PMA/AFRICARE PROJECT IN SIERRA LEONE SET FOR JANUARY START WITH FUNDING OF $320,000 PROVIDED BY MEMBER FIRMS, ASSN. VP KINGHAM NOTES
Executive Summary
PMA/Africare's drug management/distribution project in Sierra Leone is scheduled to get underway in January with funding of about $320,000 provided by 13 assn. member firms, PMA VP-International Jay Kingham said Nov. 5 at a press briefing. Africare "has just completed a feasibility study for a project in Sierra Leone. That feasibility study was favorable, and the project, slightly delayed, is now expected to begin in January. Thirteen member companies have agreed to provide the $320,000 that this program will cost," Kingham noted. Kingham noted that the Sierra Leone project will be based on the model of PMA/Africare's first collaborative program which was completed earlier this year in The Gambia, a neighboring West African state.
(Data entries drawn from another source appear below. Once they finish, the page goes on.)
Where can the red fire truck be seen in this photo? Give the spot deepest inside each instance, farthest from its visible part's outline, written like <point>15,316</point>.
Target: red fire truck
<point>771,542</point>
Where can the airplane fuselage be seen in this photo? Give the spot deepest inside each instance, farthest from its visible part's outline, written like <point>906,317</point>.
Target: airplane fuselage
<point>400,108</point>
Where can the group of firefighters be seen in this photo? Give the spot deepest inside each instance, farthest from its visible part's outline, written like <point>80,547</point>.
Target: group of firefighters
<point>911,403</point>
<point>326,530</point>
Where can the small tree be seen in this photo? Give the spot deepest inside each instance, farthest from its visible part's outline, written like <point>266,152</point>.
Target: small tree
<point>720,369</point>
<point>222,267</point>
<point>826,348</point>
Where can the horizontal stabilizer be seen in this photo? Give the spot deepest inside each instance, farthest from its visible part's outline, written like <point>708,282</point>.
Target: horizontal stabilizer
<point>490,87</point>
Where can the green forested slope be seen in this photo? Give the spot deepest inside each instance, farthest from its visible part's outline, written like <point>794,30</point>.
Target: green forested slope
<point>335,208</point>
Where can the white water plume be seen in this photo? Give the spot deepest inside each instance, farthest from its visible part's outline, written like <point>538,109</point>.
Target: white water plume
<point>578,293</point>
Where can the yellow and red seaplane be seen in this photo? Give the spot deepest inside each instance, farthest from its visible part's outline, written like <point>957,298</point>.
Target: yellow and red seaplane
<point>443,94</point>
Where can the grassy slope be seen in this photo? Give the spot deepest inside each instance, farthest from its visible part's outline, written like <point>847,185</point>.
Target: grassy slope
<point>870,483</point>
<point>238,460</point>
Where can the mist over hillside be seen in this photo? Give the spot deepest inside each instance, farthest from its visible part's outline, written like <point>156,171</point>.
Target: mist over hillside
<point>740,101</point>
That 21-month project, Kingham said, demonstrated "not only in our view, but in the view of WHO [World Health Organization], that a more efficient drug development delivery structure can improve health care with no increase in continuing cost to the country," The Gambia project was also funded by PMA members at just under $300,000. Kingham said that "WHO is planning a workshop in The Gambia early next year in which other African govt. drug officials would be invited in to look at The Gambia program which we did with Africare as an example of how it can be done." The assn. expects that successful demonstration projects can lead internatl. funding sources like the World Bank to back similar long-term programs in other developing countries. PMA's assistance activities for developing countries are part of the assn.'s attempt to establish that "the real pharmaceutical problems in developing countries have much less to do with alleged marketing abuses than they do with an inadequate infrastructure for delivering drugs in those countries."